2. Why are so many of you just? Just a mother. Just another 18-year-old sex-crazed student. How come you think so little of yourself, but then expect us to be interested in what you say?

3. Why is your blog full of random thoughts? Are they really random? How do you know? Also, why do you want to rant and rave? I found somebody who ruminated, so perhaps we are collectively reaching the end of the R section of the dictionary. Also, quite a few of you muse. I guess yours were earlier blogs and you hadn't got to the Rs yet.

Some of you write very well, I should add. I don't notice anything particularly random (except for the occasional spelling). You do not rant, rave, muse, or ruminate. Why do you claim that you do? I don't get it.

4. Why are so many of your lives insane, crazy, lunatic or at least not normal. Why? You even seem proud of it. What's wrong with being normal, like me?

5. Also, why do you need to vent? Do you have a malfunctioning valve?

6. If you must insist on telling me all about everything you did today (and don't warn me in advance that it was boring so that I can stop reading) at least try to make it a good read. Today I read something like this:

This morning I overslept the alarm by 5 minutes and got up in a hurry and had breakfast. While I was eating breakfast, the dog farted. Oh, gross. Then I had a shower and changed my clothes...

Stop right there. Let me show you how it's done.

This morning at breakfast time the dog farted. He was standing with his bum up against the gas stove and the resulting explosion took out most of the kitchen. I was not hurt aside from ending up with my head wedged in the cookie jar.

This did not actually happen, you understand, but it could have, if we had a gas stove.
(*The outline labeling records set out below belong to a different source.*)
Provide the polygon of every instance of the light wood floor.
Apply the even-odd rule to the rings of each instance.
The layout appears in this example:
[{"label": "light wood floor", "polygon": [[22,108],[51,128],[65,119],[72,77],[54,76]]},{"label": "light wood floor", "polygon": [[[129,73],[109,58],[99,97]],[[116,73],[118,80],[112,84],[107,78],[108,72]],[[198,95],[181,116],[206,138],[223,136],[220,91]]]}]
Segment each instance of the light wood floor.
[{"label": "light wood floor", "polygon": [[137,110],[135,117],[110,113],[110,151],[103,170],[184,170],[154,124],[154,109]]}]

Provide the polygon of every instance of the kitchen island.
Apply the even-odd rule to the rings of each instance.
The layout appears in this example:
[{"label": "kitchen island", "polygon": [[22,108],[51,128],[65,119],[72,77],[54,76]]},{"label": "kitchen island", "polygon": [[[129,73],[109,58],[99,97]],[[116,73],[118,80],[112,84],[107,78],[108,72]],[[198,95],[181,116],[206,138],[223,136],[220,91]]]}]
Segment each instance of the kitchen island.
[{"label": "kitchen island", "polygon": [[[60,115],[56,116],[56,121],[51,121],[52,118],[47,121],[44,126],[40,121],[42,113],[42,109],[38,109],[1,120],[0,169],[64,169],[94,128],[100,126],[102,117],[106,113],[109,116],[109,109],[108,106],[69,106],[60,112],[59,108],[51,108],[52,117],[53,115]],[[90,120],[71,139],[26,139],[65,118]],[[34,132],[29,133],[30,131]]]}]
As it was we merely had to evacuate the kitchen.


And that's enough, really. You do not need to write about the rest of your day, especially as you say at the end of your one very, very long paragraph that it was boring. (That should have been at the beginning, by the way.) You could even skip the second paragraph. On the Internet nobody knows you're lying, and at least you'll make us laugh. (On the Internet everybody laughs at other people's horrible accidents.)

Speaking of farts, this morning at sparrowfart I asked The Man whether he thought sparrows do actually fart. He looked at me for a moment and closed his eyes.

"Fuck off," he mumbled.

I gathered that he wasn't quite ready to wake up yet.

The other day we were talking about swearing in another language and how it never feels quite as bad as swearing in your own language. We also talked about how in the movies people swear all the time, and, I'm told, in real life, too. (I do not swear, of course, and I do not associate with people who do.)(Well, maybe a few of them do, but only sometimes.)(And maybe I do too, but only sometimes.) I told him that I thought it was silly to swear all the time, because if you say "Fuck off" every time you really just mean "Can we talk later?" eventually it starts meaning, "Can we talk later?" and loses its shock value.

The Man looked interested. "Really?" he said, and decided to experiment with this idea.

As I drifted back to sleep this morning I reflected that in a very short while his experiment is going to stop being funny.


I had a boring day today. Nothing much happened.